Love Slave
「さ・な・だ、だ!!何度言えば分かるっ。それにな、先生に対しては敬語を使え!」


「お前に敬語を使うなんてあり得ない。というか、本当に教員免許持ってんのか?」


あるよっと言って教員免許を見せる。一応、本物らしい。


「捏造くせぇな。それが本当なら今日はどうして授業に来なかった?」


「新作ゲームが出て、朝4時まで熱中してやっちゃった!」


教師として最低だろ、それ・・・・。ゲームで遅刻したのか。
二人はぎゃおぎゃおと言い争う。見ているこっちとしては、子供同士の喧嘩にしか見えない。つまり、低レベルってこと。

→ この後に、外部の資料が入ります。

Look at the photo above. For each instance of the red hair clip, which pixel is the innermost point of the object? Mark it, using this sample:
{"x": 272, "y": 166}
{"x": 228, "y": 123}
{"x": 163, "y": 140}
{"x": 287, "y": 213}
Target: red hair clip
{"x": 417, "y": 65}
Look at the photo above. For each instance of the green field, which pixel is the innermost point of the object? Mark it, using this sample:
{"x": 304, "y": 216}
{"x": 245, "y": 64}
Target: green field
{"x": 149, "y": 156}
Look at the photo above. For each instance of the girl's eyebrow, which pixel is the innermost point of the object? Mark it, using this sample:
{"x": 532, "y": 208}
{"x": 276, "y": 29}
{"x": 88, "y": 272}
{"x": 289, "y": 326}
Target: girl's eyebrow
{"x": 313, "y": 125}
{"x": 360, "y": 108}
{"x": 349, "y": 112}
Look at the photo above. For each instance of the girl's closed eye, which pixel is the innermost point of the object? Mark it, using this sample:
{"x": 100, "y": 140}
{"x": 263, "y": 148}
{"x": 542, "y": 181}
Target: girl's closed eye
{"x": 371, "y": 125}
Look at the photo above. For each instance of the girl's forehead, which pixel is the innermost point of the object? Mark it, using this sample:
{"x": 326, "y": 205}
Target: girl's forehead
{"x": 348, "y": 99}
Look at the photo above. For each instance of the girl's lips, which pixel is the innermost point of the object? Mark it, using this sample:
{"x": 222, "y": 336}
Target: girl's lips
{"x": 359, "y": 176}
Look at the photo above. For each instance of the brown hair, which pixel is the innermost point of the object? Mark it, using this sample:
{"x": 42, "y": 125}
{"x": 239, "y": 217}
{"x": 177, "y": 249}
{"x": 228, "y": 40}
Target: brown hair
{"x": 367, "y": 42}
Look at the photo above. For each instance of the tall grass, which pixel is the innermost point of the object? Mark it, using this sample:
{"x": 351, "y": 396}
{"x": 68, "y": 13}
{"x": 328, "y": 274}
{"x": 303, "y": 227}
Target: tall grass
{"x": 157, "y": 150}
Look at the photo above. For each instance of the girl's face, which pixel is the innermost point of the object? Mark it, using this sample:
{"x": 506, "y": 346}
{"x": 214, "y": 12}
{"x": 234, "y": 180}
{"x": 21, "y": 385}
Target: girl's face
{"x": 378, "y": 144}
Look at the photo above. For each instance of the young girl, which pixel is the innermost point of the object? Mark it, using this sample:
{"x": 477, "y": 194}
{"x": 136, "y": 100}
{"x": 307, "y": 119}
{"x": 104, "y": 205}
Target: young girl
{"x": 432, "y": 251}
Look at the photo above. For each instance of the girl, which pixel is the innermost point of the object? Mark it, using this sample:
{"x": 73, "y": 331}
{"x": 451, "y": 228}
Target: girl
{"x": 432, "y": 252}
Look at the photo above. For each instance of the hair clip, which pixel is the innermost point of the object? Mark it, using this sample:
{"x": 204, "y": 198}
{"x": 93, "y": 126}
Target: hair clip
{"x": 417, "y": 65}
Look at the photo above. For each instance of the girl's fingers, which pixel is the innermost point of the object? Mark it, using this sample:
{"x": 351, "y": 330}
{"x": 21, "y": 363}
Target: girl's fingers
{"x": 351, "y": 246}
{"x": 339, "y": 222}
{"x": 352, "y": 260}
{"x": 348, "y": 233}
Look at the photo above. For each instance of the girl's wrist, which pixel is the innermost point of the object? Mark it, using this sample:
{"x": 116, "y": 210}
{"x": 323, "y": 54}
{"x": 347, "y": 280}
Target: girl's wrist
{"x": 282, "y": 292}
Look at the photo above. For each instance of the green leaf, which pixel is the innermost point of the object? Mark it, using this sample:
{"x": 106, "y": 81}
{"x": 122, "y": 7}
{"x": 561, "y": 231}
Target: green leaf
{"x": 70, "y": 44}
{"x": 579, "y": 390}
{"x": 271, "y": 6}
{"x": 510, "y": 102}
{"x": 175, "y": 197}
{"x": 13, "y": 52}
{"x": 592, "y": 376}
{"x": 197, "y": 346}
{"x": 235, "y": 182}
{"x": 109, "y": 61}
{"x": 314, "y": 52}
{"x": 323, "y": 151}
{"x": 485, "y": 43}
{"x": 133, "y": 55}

しかし、他のメンバーは「また始まった」とばかりに呆れ顔だった。
また等々力先輩がこっそり教えてくれた。


「二人は犬猿の仲なんです。ゆーちゃん先生は無類のゲーム好きで、それを理由に授業をサボったりしてるんです。だから、生徒会顧問をしてるって言ってもあまり顔を出したりしないんですよ」


だったら何でこんな人が顧問なんて任されているのかと聞くと、


「この人はこういう人だからいいのかもしれませんね」


と、かなり能天気な答えが返ってきた。


「彼女は151番目の恋愛対象キャラにするんだ!!」


「俺のペットを勝手に2次元キャラに置き換えるんじゃねぇよ」


「何ぃ!?ペットなのか!?なら、散歩に連れて・・・・・」


「許すか、そんなもん!!」


喧嘩は激しさを増す。副会長と等々力先輩は慣れっこになっていて、放っておいている。


バキィ!!


椚先輩がボールペンをへし折った。その音に喧嘩が一時中断される。
ゆっくりと顔を上げ、低い声で言う。


「・・・うぜぇ、痴話喧嘩なら他所でやれ」


「誰が痴話喧嘩だ、このいがぐり頭が!!」


椚=どんぐり=くり=いがぐりという意味らしい。


その後、ゆーちゃんこと真田先生は生徒会棟を追い出され、会長お手製である、


『変態教師・マダ 入館禁止!!』


の貼り紙がそこら中に貼られた。